Lastly, in our study, the expression of α, γ ENaC, mRNA and protein were increased when conditional medium promoted primary osteoblast differentiation, which indicated that the expressions of ENaCs varied at different stages of their development within the culture, meaning that ENaCs increase during osteoblast maturation. Our result shows the difference of expression between protein and mRNA level. There might be some reasons for it: 1. Protein can not only be regulated on transcription level but also translation level and translocation level. That is why mRNA is not a direct indication of protein level. 2. There is also one possibility though comparatively rare, the antibody epitope may be changed by alternative mRNA splicing.
Based on our findings, estrogen may serve as a new regulatory pathway through which ENaC can regulate osteoblast activity. Estrogen’s function of protection against the progression of bone disease has been well known. For example, estrogen deficiency in women can cause severe and rapid bone loss, which can be prevented or reversed by estrogen replacement. Moreover, the loss of estrogen activity was a leading cause for osteoporosis in men as well (2
Classical receptors for estrogens (ERα and ERβ) are present (4
) in bone, osteoblasts, osteoclasts and their progenitors, indicating that the effects of sex steroids on bone are at least, in part, directly mediated. However, the level of receptor expression in bone cells is low (at least 10-fold) compared to that in reproductive organs.

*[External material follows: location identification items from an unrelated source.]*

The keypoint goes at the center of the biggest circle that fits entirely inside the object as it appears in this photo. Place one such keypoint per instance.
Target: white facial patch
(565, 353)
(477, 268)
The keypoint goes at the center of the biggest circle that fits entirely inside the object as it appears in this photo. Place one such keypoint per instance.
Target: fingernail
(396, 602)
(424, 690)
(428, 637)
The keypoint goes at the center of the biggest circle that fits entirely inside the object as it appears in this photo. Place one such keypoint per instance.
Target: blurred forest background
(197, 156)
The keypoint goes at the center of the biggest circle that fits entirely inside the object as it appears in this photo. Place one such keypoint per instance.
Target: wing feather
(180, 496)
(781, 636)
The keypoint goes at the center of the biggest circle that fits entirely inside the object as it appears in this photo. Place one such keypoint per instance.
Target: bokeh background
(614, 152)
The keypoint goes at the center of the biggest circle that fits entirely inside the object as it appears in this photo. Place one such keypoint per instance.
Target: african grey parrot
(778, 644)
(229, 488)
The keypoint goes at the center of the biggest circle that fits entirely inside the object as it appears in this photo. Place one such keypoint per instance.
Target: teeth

Moreover, the level of receptor expression in bone cells does not vary by gender, whereas similar levels (1
) of ER have been found in both sexes. In addition to traditional effects, estrogen has traditionally been known for its indirect effects on systemic hormones, which regulate calcium balance, a change of the ratio among RANKL, cytokine-Inducing osteoclastogenesis, and osteoprotegerin (OPG), its decoy-soluble receptor (25
The findings of our study provide a new perspective on the regulatory roles of estrogen in ENaC expression and the functions of osteoblasts. Since half of the sodium in the body exits in bone (18
), we speculate that the elevated level of ENaCs may be due to estrogen increasing the amount of sodium entering into the osteoblasts, which may further influence bone formation and mineralization. Combining the above results, we postulate that ENaC may be involved in bone metabolism. More research needs to be done to further explore this area.
In summary, our study has confirmed the presence of ENaCs in osteoblasts, and has found that an increase in ENaC expression and function induced by estrogen in osteoblasts may relate to bone metabolism. The insight of the current study suggests that ENaCs may be a potential target for developing pharmaceutical intervention for metabolic bone diseases.